If you’ve worked with this before, it’s about setting variables. Some Ecommerce platforms do this better than others. Regardless, for clients this is how they buy yogurt at Target, select candy on Valentine’s Day, and order ice cream cones for the family in summer.
But I made a mistake and here is how I lost 99% of my credibility with a $49 extension. Ready to hear my story?
My Mistake: Most Ecommerce plugin sites state that connecting to gateways such as Authorize.net or PayPal is a matter of purchasing an extension/plugin and installing it.
As such, I focused time on making sure I could set up the type of variable product selection the client requested.
The following saga excludes the extensive use of the 3 C’s this project entailed. Diet Coke, Cursing, and Chocolate.
1. WooCommerce
April 3 submitted a support request. April 5 quick question back. April 8 taken to task a bit because they need time for their families; I was pushing due to knowing 5 days is forever for my client. Gave Woo breathing room.

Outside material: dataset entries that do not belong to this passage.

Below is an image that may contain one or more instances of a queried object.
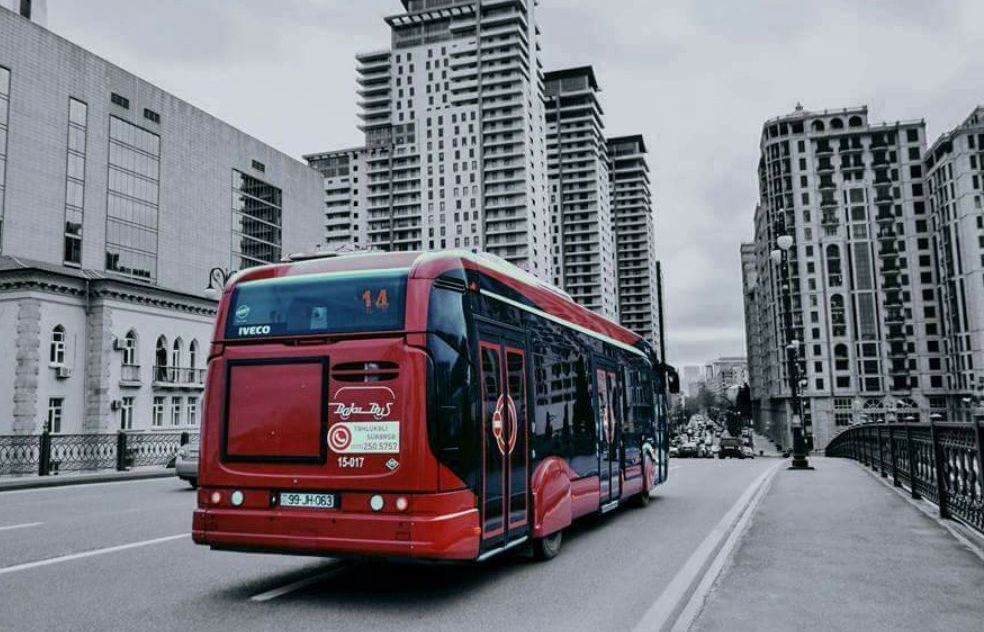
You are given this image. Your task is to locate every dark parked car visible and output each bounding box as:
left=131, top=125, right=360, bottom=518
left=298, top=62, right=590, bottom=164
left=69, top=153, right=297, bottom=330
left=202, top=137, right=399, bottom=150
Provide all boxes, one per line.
left=718, top=437, right=745, bottom=459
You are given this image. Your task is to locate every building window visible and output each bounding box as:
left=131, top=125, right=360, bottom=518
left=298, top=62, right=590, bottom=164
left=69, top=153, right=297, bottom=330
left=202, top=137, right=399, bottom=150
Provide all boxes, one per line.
left=123, top=329, right=137, bottom=366
left=48, top=325, right=65, bottom=366
left=232, top=169, right=282, bottom=270
left=106, top=116, right=161, bottom=281
left=47, top=397, right=65, bottom=434
left=63, top=98, right=89, bottom=266
left=151, top=397, right=164, bottom=428
left=187, top=397, right=198, bottom=426
left=171, top=397, right=184, bottom=426
left=120, top=397, right=133, bottom=430
left=0, top=66, right=10, bottom=251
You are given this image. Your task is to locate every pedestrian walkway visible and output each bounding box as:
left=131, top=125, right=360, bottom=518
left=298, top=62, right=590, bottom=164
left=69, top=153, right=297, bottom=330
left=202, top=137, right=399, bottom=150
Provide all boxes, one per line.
left=0, top=465, right=174, bottom=492
left=691, top=457, right=984, bottom=632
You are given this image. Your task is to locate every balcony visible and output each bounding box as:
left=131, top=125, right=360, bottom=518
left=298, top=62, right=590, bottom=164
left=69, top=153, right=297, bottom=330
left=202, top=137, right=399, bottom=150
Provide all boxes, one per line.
left=154, top=365, right=205, bottom=389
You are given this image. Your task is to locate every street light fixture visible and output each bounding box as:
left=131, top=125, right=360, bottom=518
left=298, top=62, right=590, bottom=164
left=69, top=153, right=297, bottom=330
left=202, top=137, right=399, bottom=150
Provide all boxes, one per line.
left=769, top=235, right=813, bottom=470
left=202, top=267, right=236, bottom=300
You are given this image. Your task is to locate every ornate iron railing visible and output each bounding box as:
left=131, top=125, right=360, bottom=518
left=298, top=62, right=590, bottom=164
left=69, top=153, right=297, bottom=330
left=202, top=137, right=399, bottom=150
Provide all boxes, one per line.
left=0, top=431, right=188, bottom=476
left=826, top=423, right=984, bottom=532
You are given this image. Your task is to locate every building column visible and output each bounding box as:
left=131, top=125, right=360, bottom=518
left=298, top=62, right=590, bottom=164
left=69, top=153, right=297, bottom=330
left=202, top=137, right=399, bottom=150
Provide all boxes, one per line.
left=82, top=299, right=116, bottom=433
left=13, top=298, right=43, bottom=434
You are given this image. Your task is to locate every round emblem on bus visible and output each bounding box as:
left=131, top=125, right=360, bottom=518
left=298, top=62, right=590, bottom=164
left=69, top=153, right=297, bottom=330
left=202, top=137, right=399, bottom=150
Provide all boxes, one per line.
left=492, top=395, right=518, bottom=456
left=328, top=424, right=352, bottom=452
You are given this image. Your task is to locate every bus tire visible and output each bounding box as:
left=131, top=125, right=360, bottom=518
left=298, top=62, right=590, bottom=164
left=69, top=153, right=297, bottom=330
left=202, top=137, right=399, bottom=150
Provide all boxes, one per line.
left=533, top=531, right=564, bottom=562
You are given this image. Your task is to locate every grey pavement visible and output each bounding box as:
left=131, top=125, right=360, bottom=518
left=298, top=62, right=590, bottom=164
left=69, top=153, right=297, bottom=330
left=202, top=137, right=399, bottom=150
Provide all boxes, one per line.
left=691, top=457, right=984, bottom=632
left=0, top=459, right=775, bottom=632
left=0, top=465, right=175, bottom=492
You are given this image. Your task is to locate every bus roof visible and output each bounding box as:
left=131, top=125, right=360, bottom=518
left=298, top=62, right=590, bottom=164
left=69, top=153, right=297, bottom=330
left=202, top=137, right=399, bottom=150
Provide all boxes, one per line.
left=230, top=250, right=643, bottom=346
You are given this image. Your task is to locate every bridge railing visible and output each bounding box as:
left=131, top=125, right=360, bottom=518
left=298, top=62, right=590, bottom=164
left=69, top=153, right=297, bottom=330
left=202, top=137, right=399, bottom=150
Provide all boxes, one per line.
left=0, top=430, right=189, bottom=476
left=826, top=422, right=984, bottom=533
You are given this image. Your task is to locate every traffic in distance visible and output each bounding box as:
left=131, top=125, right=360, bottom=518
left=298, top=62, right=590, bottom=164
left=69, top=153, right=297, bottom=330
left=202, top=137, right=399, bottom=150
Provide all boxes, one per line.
left=189, top=251, right=678, bottom=560
left=669, top=415, right=756, bottom=459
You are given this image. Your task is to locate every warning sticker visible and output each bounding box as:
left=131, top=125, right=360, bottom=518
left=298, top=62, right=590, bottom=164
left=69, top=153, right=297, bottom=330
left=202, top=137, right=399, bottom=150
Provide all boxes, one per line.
left=328, top=421, right=400, bottom=454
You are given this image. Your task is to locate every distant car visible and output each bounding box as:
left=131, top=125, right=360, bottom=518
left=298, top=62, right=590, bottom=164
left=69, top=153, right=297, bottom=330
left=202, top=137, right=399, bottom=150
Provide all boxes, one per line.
left=679, top=441, right=697, bottom=458
left=718, top=437, right=745, bottom=459
left=174, top=436, right=199, bottom=488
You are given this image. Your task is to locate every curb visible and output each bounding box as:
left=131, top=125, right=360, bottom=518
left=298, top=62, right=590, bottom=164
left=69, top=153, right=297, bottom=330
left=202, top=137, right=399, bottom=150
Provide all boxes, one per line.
left=0, top=469, right=176, bottom=494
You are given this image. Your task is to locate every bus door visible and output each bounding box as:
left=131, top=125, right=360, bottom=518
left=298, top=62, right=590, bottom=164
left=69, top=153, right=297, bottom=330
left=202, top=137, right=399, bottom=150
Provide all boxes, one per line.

April 19, sorry for the delays, they see I have uninstalled and requested a refund.
Received full refund immediately and would try again if I had more time. My question is still an issue being tossed around by others; however, I could not survive a 16-day response time.
2. WP e-Commerce
April 11, spent $96 including a premium support token for $47. Gave up, requested a refund, and did hear back April 21. Still no response to support question posted 10 days earlier; however, “I apologize that I can’t grant your refund request. Our products are non-refundable as you’ve agreed upon purchase (in the T&C section).”
Ok.
3) Jigoshop
No problems with the Ecommerce plugin. However, the $49 extension to connect to the client’s Authorize account led me to determine for all eternity that:
MVPs are great for businesses and have no place in Ecommerce code.
I have to say I became the poster child for them too; the insistent customer. I purchased their $39/month premium support and although there were a few stalls in responses there were as many faster than expected responses. I still have concerns over why some things seemed new to their product, why some issues were not obvious, and why it took sooo long to get it working properly.
However, I would use their product again because they wanted it to work as much as I did.
Of course, my client did not understand any of the above because they offer a small selection of products that already include sales tax and shipping in their price. I don’t remember spending more time on something, and yet, if they could my client would boo me off the stage.
In the end, my expectation should have meshed with what the plugin said it would do; connect Jigoshop to Authorize.net . Instead, weeks passed along with a ridiculous amount of unpaid time.
Lessons Learned:
But here’s what I learned…
1. WP’s text tab strips html code that may be needed for selling products. As such, plugins are the way to go.
2. Leave time and money for the last step, connecting the Ecommerce plugin to the payment gateway. Don’t assume you’ve done this a thousand times and it will be quick. Assume your client won’t know enough about the gateway merchant account to debug; it may be that something unexpected stops things.
One of the issues I had was that the product name was more characters than Authorize.net was expecting and, as such, it rejected the product. This change needed to be made in Authorize. Other changes were made in the plugin.
3. No coding any changes to your payment gateway plugin. I’m not sure if it’s because gateways are leery of fraud and change their requirements or if because plugin/extension developers are more focused on the connection from one plugin to another rather than to the gateway; however, I do know if I purchase a plugin that says it does a great job of “x” I should not be coding it to do so. Or potentially breaking it somewhere else in the process.
4. In my case the client had an established Authorized.net account. If you are helping a client get started for the first time, know that currently approval is a time and document consuming process. Recommend the company/client gets started on this immediately; you’re looking at a 1-2 week process minimum.
5. Set up a blog and experiment with selling a few things and becoming proficient in a payment gateway merchant account. I believe there are great opportunities in WP and Ecommerce and practice is needed beyond our WP experience (I had set up hundreds of WP blogs too). I wondered why Jigoshop’s primary marketing statement is, “a WordPress eCommerce plugin that works.” I don’t wonder any longer.
Going forward: WP developers and users, please consider this as a heads-up on planning time for the last stage of connecting your WP Ecommerce plugin to a gateway rather than as a review of the plugins I used for this particular client. WP plugin and extension developers, please consider this as a peek into how clients and their customers expect more and more from web and mobile WP Ecommerce; especially products that process, charge, and track every transaction.
For me, I am happy to pay higher premium support to deliver that much needed consistency.